Back to the modern era, by the mid 90's with The Entheogen Review, DMT World, alt.drugs.dmt, Erowid, etc. you begin to see the first stirrings of plant extraction just starting to take hold. You folks down under had the advantage of the abundant acacia trees and quickly had the crystals to experiment with, while all those silly Americans were still trying to coax mixed alkaloid goo out of the grasses and bushes. You can see from these early sources that the beta-carboline potentiation technology was well known and people were actively experimenting with everything they could get their hands on which was generally passion flower, LSD, and mushrooms, with a few lucky or well connected folks sourcing out harmine/harmaline and syrian rue or caapi to try with their shrooms and acid.
It's not till the late 90's that Of the Jungle and other vendors begin to arrive on the scene offering up the mimosa bark and caapi vine and rue seeds to the readership of obscure psychedelic zines, books, and forums. From what I understand, this is when the oz folks with their tradition of acacia crystal start having reasonable access to the vine, and as others who were there have pointed out, those who were in the know were absolutely engaged in active development of beta-carboline potentiated tryptamines. I suspect it may have been on Dorge's old blogspot or maybe dmt.tribe.net, but I also recall the early information was that infusing acacia crystal into caapi leaf and/or vine shavings arose because of the fact it was difficult to get enough vine to drink in oz with the legal status and limited amount of (mostly US based) vendors. You folks down under know that story better than I.
By the early to mid 2000's you have significantly more information available about this stuff on the web with psychedelic forums really taking hold and significantly better access to the botanicals through dozens of different vendors. I personally was extracting rue alkaloids and making concentrated "caapi clay" to smoke with DMT circa 2004-2005 following teks on Tribe.net and DMT World and can attest there was only the faintest murmur of this thing called changa taking hold down in oz at that time in those fora.
Call it changa, call it elfbush, call it vapohuasca, call it what you will. The technology of potentiating tryptamines with beta-carbolines via any and every route of administration (including but certainly not limited to smoking) is very ancient indeed. Tracing the history of it, it really seems to boil down to having access to the right materials, as the published information has been readily available to those that would seek it for at least 3 decades. Really if anyone can be credited with bringing the changa technology to the hands of the masses, it's Of the Jungle and those other early vendors that were the ones providing the caapi and rue to the burgeoning acacia and grass extraction communities at the turn of the millennium.

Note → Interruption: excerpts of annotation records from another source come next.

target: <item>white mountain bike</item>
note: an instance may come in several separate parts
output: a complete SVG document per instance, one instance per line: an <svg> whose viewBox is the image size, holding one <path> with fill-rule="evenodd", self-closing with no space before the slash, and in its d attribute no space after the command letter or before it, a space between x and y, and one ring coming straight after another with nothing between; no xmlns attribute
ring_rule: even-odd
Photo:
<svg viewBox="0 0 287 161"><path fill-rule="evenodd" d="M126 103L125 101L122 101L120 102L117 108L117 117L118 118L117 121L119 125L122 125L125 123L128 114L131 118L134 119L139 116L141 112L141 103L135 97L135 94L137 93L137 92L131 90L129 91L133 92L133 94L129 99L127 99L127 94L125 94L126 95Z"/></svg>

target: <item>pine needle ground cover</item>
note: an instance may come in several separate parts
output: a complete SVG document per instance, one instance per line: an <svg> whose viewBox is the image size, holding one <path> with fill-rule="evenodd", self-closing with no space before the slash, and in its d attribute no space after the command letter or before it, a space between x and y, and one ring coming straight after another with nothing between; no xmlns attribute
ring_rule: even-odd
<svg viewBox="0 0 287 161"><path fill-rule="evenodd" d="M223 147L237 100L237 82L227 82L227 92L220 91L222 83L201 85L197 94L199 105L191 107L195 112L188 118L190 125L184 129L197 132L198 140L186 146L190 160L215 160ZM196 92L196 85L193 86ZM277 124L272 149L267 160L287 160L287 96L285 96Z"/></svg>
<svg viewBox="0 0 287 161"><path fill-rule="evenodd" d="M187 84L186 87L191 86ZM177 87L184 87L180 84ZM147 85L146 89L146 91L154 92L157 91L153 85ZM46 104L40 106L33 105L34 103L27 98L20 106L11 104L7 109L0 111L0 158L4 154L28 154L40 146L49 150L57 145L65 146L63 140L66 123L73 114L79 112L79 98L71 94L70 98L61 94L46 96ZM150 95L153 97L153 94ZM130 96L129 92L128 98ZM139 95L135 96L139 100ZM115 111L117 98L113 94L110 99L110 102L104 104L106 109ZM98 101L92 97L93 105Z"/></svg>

The changa meme itself was well established and running rampant as an open source technology for quite some time before chocobeastie made any moves to claim ownership of it. Given the fact that he had ample opportunity over and over again as it came up repeatedly on SA forums and Bluelight where he was an active member since the early 2000's, it's a bit curious that he didn't have moar information to offer up about it over all that time. Then after multiple teks and hundreds of posts about it on the Nexus and elsewhere, well after it had become open source community property spawning thousands of personal and unique blends sharing the basis of the fundamental beta-carboline potentiation technology, only then does he appear with a tek for one specific blend and grandiose claims that not only did he spawn the name that went viral, but having the audacity to claim that he invented the technology despite decades of publications demonstrating evidence to the contrary.
It really is just too little, too late, changa is the property of the collective now. It's a living, growing, and evolving folk technology and to make any claims of ownership at this point in the game is just fatuous.